Home to the largest sculpture collection in the Midlands, the British Ironworks Centre’s 30-acre garden features more than 100 metalwork sculptures. The main attraction is the educational Extinction Trail, a ‘metal safari park’ featuring forty sculptures of extinct and endangered creatures from a woolly mammal to a family of giraffes. Other highlights include Uri Geller’s ‘Spoon Gorilla’, a sculpture made using 40,000 spoons.
Following wishes expressed in her will, Barbara Hepworth’s family turned her St Ives home and studio into a public gallery in 1976, shortly after the artist’s death. Now owned and operated by the Tate, it features the largest permanent collection of works by the modernist sculptor, with many of the sculptor’s personal favourites on display in a small but picturesque garden overlooking the sea.
Keen walkers can discover 22 massive sculptures and interactive installations on the 27-mile forest trail around Northumberland’s Kielder Reservoir, which offers plenty of entertainment for younger visitors.
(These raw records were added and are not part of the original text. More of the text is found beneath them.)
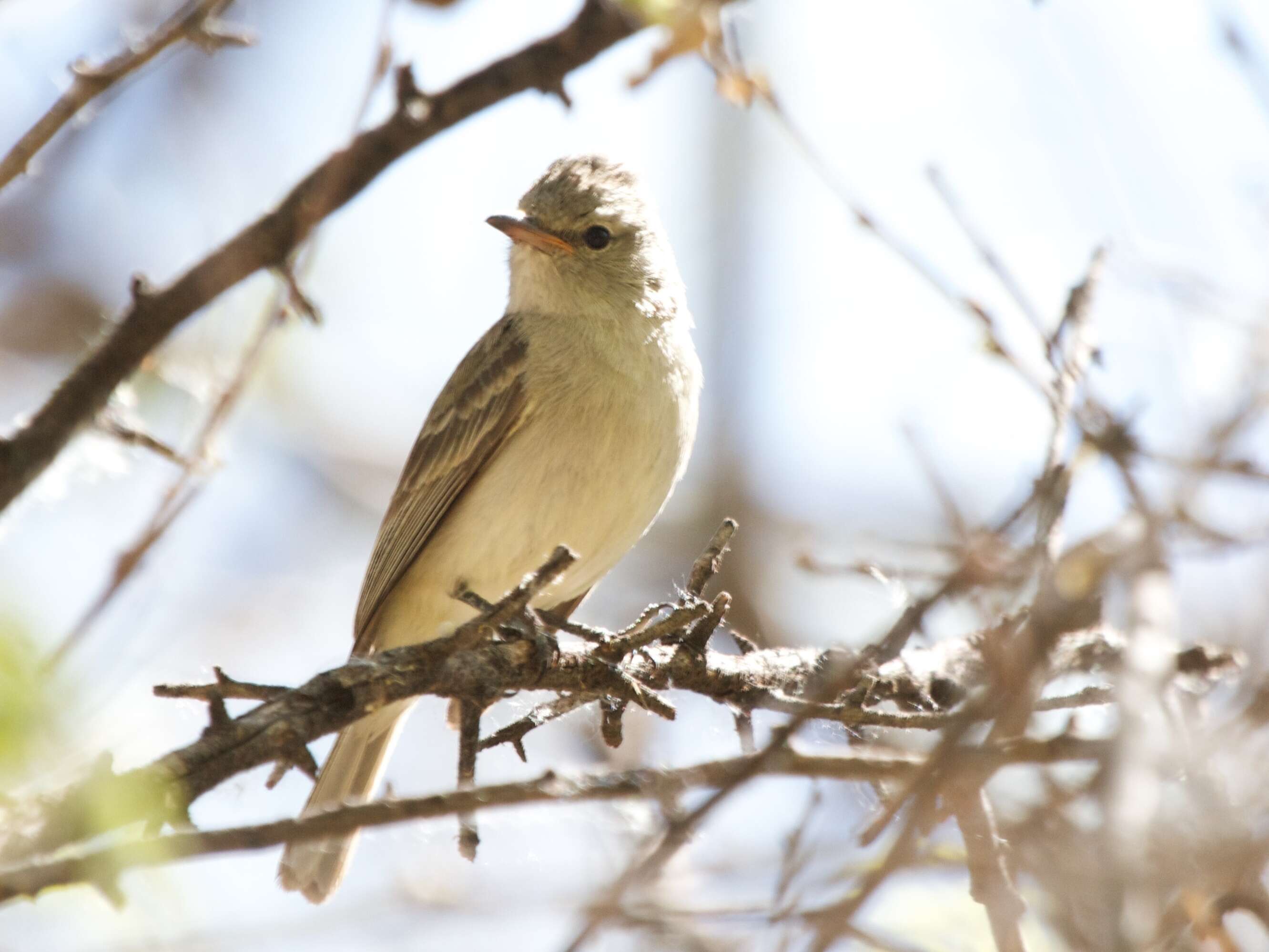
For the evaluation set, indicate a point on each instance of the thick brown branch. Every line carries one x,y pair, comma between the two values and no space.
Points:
269,240
781,679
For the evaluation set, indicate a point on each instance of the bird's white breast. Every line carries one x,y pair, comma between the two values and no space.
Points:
611,422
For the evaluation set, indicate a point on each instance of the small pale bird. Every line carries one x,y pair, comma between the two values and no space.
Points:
570,422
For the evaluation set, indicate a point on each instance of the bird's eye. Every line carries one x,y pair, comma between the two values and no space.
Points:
597,236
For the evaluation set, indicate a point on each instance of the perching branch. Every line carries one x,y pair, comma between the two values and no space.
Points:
268,242
925,681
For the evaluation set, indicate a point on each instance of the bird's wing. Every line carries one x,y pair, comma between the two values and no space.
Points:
481,405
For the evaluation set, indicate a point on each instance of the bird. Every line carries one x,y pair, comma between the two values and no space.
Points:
569,423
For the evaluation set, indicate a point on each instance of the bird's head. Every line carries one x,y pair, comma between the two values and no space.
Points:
587,240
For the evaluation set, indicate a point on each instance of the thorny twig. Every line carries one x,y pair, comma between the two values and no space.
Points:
197,465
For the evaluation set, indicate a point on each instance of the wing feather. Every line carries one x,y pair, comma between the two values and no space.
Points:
481,405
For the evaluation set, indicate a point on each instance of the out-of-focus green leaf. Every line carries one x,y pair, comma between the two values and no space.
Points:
24,709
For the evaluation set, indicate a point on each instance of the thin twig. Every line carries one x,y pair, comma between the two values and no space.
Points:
197,465
268,242
194,22
102,866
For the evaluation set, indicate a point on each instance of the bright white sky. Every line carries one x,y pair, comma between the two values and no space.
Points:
1060,126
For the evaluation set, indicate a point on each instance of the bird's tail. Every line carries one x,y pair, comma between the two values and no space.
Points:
351,775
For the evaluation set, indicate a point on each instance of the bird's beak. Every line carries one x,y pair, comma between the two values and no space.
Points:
529,234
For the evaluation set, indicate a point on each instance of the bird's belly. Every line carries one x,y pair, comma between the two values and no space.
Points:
596,493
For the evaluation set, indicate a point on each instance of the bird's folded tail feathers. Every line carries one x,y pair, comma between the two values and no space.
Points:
349,776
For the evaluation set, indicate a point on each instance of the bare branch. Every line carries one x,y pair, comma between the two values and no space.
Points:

Make your way through the Minotaur Maze, take rubbings of the brass plates on the two-mile Kielder Keepsake trail or enjoy the view from the ‘Janus Chairs’, three giant rotating seats on a peninsula jutting into the reservoir.
The indoor galleries at the Sainsbury Centre of Visual Arts brim with big names like Francis Bacon, Picasso and Degas. But more than 20 sculptures also surround the Norman Foster-designed building set on the University of East Anglia’s 350-acre campus. These include pieces by sculptors Henry Moore, Antony Gormley, Lynn Chadwick and Elisabeth Frink. But the absolute best thing? If you’re lucky, you might be able to spot some of the resident wild rabbits frolicking among the artworks.